Recent growth in remote studies has shown the effectiveness of digital health technologies in recruiting and monitoring the health and behavior of large and diverse populations of interest in real-world settings. However, retaining and engaging participants to monitor their long-term health trajectories has remained a significant challenge. Uneven participant engagement combined with attrition over the course of the study could lead to imbalanced study cohort and data collection, which may severely impact the generalizability of real-world evidence.

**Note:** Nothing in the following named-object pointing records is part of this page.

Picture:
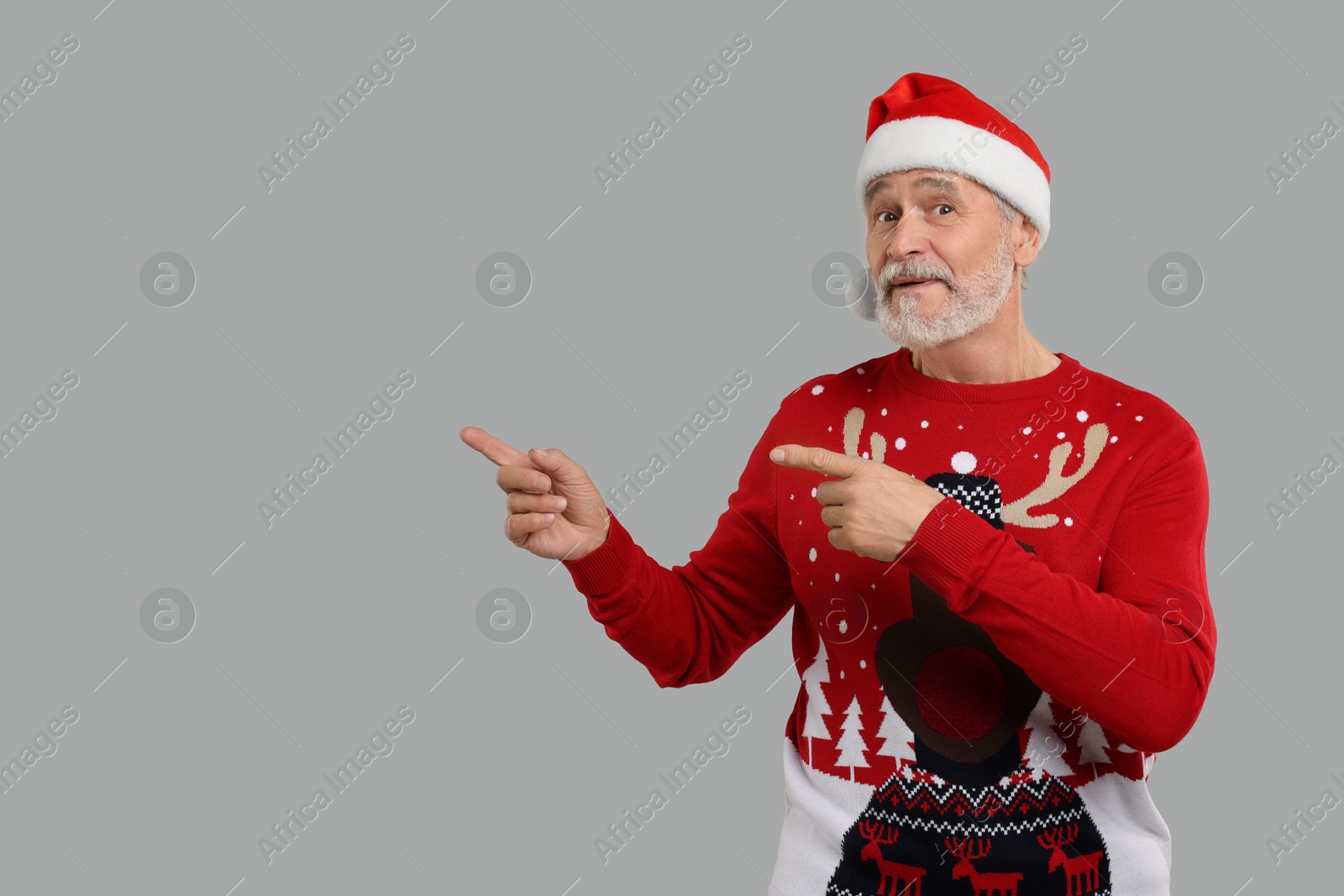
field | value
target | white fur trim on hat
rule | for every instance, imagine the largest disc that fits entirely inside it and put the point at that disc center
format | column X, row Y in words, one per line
column 931, row 141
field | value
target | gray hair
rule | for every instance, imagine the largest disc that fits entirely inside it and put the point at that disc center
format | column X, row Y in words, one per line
column 1010, row 214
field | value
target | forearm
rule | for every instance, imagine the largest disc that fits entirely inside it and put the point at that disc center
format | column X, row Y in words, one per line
column 1135, row 663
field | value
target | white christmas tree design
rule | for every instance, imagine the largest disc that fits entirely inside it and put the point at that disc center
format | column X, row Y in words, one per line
column 815, row 726
column 1092, row 745
column 897, row 735
column 1045, row 745
column 853, row 745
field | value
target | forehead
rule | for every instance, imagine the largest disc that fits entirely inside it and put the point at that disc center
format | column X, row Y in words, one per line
column 917, row 179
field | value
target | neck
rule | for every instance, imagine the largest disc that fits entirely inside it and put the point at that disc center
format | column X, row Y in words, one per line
column 1000, row 352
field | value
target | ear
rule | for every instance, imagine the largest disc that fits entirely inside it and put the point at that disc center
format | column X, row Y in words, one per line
column 860, row 295
column 1028, row 244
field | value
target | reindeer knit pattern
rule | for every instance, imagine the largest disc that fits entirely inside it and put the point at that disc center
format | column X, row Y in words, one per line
column 980, row 715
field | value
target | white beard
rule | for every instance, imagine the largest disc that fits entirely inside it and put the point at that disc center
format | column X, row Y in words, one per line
column 972, row 302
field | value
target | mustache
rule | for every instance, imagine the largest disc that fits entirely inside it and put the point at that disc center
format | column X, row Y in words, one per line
column 895, row 270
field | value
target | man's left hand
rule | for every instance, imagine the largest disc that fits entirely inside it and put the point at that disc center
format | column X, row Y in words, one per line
column 873, row 510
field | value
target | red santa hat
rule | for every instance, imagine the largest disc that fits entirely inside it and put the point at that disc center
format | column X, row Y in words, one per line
column 925, row 121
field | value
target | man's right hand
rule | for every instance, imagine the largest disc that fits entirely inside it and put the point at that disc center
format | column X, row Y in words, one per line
column 541, row 486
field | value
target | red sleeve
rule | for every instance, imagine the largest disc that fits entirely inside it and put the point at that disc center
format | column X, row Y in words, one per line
column 1139, row 654
column 690, row 624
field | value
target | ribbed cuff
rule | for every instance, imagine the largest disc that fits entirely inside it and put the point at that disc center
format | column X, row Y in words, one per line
column 949, row 542
column 605, row 567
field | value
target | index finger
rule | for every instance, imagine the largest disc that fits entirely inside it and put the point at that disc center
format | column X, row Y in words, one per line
column 497, row 450
column 816, row 458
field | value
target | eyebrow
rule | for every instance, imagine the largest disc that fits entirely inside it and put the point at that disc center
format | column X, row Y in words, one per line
column 927, row 181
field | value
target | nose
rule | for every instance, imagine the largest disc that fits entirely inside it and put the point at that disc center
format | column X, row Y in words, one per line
column 907, row 238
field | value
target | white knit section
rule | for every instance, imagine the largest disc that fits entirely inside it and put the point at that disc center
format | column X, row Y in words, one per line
column 929, row 141
column 823, row 808
column 1137, row 840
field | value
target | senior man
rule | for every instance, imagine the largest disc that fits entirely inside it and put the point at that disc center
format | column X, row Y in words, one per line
column 995, row 558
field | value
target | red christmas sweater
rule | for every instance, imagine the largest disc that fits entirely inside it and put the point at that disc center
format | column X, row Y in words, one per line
column 987, row 707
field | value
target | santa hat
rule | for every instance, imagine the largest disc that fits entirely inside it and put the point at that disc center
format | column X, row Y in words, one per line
column 925, row 121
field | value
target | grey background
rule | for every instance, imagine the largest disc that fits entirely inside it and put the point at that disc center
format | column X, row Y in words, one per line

We report findings from long-term participant retention and engagement patterns in a multinational remote digital depression study with up to two years of real-world behavior monitoring. In total, real-world engagement data from 614 participants with 14,964 surveys and 135,014 days of phone passive and wearable (Fitbit) data were analyzed using survival and unsupervised clustering methods. A considerable proportion of participants (N=415; 67.6%) were retained during the first 43 weeks of the study. Clustering participants’ long-term usage data of study apps and wearables showed three distinct subgroups with different engagement levels (most, middle, and least). Notable findings comparing participants' characteristics across these subgroups were: 1.) Participants (33.2%; N= 204) with the highest baseline depression severity (4 points higher PHQ8 score, p < .01) were in the least engaged group (median bi-weekly surveys completed = 4) compared to the most engaged group (37.6%; N = 231) that on average completed 20 bi-weekly surveys. 2.) A considerable proportion (44.6%; N = 91) of participants in the least engaged group still contributed wearable data for up to 10 months. 3.) The participants in the least engaged group also took significantly longer in responding to surveys in naturalistic settings (3.8 hours more, p < .001) and were younger (age difference = 5 years, p < .01) in comparison to participants in the most engaged group.
Our findings show various factors such as socio-demographics, app usage behavior, and depression severity can be linked to the long-term retention and density of real-world data collected in remote digital research studies. Finally, passive data gathered from wearables without additional participant burden showed advantages over active survey data for long-term monitoring, providing greater contiguity and duration of data collected. Together these findings could inform the design of future remote digital health research studies to enable equitable and balanced health data collection from diverse target populations.